The Negative trend reflects DBRS’s concern about the prospect of higher debt levels facing the Company in financing net free cash flow deficits expected by DBRS in 2014 as a result of high capital expenditures related to a number of expansion projects, notably the Minas-Rio iron ore project (Brazil) and the Grosvenor metallurgical coal project (Australia).
Over the past few years, Anglo’s balance sheet weakened significantly as a result of rising debt levels and erratic operating cash flow. Anglo incurred large net free cash flow deficits in 2012 and 2013, largely as a result of its ambitious expansion program, as well as its increased investment in De Beers in 2012, resulting in an $8.6 billion increase in net debt over two years. Added debt, coupled with generally weakening commodity prices, resulted in deterioration of its key credit metrics, largely into the BBB range.
The Company continues to face challenges in bringing some key projects into production, including Minas-Rio, which was about 88% complete as at March 31, 2014. In addition, Anglo American faces near-term challenges and added costs in returning its South African platinum operations to full production after a lengthy strike, as well as the longer-term challenge of restructuring its platinum operations.

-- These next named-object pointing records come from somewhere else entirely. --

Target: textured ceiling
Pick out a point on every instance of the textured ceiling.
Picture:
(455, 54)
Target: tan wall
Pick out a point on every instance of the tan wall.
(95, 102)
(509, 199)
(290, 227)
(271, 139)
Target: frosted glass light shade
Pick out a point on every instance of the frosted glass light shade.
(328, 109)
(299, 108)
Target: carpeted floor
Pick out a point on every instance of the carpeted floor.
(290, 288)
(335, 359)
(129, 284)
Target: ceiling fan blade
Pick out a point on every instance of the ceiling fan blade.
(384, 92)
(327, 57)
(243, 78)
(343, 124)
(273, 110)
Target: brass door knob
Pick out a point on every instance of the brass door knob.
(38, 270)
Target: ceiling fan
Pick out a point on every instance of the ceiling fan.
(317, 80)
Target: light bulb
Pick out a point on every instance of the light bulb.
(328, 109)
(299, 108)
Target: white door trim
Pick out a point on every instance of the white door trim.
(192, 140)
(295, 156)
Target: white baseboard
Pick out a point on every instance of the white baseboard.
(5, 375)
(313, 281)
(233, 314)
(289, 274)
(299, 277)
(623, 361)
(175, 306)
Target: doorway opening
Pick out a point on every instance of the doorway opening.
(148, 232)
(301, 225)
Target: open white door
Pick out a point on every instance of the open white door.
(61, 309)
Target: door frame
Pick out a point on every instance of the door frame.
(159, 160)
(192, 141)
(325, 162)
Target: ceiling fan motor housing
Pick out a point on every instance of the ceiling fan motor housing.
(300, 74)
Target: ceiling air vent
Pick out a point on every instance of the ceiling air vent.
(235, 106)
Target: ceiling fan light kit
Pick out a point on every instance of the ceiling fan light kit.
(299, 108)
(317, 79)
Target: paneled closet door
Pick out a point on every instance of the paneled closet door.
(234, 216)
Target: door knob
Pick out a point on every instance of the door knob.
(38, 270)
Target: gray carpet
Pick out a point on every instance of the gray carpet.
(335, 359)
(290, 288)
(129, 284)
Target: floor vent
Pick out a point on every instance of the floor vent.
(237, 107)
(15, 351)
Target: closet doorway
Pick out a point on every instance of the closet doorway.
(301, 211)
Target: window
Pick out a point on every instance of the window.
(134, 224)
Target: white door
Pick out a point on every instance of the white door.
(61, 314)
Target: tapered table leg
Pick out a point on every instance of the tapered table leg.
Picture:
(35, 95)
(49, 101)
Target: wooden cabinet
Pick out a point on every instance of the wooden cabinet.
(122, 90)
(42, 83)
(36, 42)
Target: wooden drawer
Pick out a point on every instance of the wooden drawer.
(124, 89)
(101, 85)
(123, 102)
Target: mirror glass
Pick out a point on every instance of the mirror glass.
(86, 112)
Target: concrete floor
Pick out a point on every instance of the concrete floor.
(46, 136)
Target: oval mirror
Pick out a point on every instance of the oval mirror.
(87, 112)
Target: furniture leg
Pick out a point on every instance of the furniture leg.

Combined with the uncertainty in key commodity prices such as iron ore, copper and coal, it is DBRS’s view that Anglo continues to have heightened near-term business risk.
DBRS recognizes that there has been good progress with the Group’s program to alter course through changes in senior management, a renewed focus on cost-containment, restructuring of lagging business units and expected decreases in expansion project expenditures in the medium term.
However, with Anglo American’s expectation of between $7.0 billion and $7.5 billion in capital expenditures in 2014, DBRS believes the Company will need to be prudent in its cash outflows and the financing of its net free cash flow deficit to maintain credit metrics at current levels, particularly in the face of weaker commodity prices. If the deterioration of credit metrics can be reversed or even stabilized, the trend of Anglo American’s ratings can be expected to be returned to Stable. However, should the Company’s credit metrics weaken further, a negative rating action could follow.
Notes:
All figures are in U.S. dollars unless otherwise noted.
The related regulatory disclosures pursuant to the National Instrument 25-101 Designated Rating Organizations are hereby incorporated by reference and can be found by clicking on the link to the right under Related Research or by contacting us at info@dbrs.com.
The applicable methodologies are Rating Companies in the Mining Industry (primary) and Rating Companies in the Industrial Products Industry (secondary), which can be found on our website under Methodologies.
This rating is endorsed by DBRS Ratings Limited for use in the European Union.
This is an unsolicited credit rating. This credit rating was not initiated at the request of the issuer and did not include participation by the issuer or any related third party.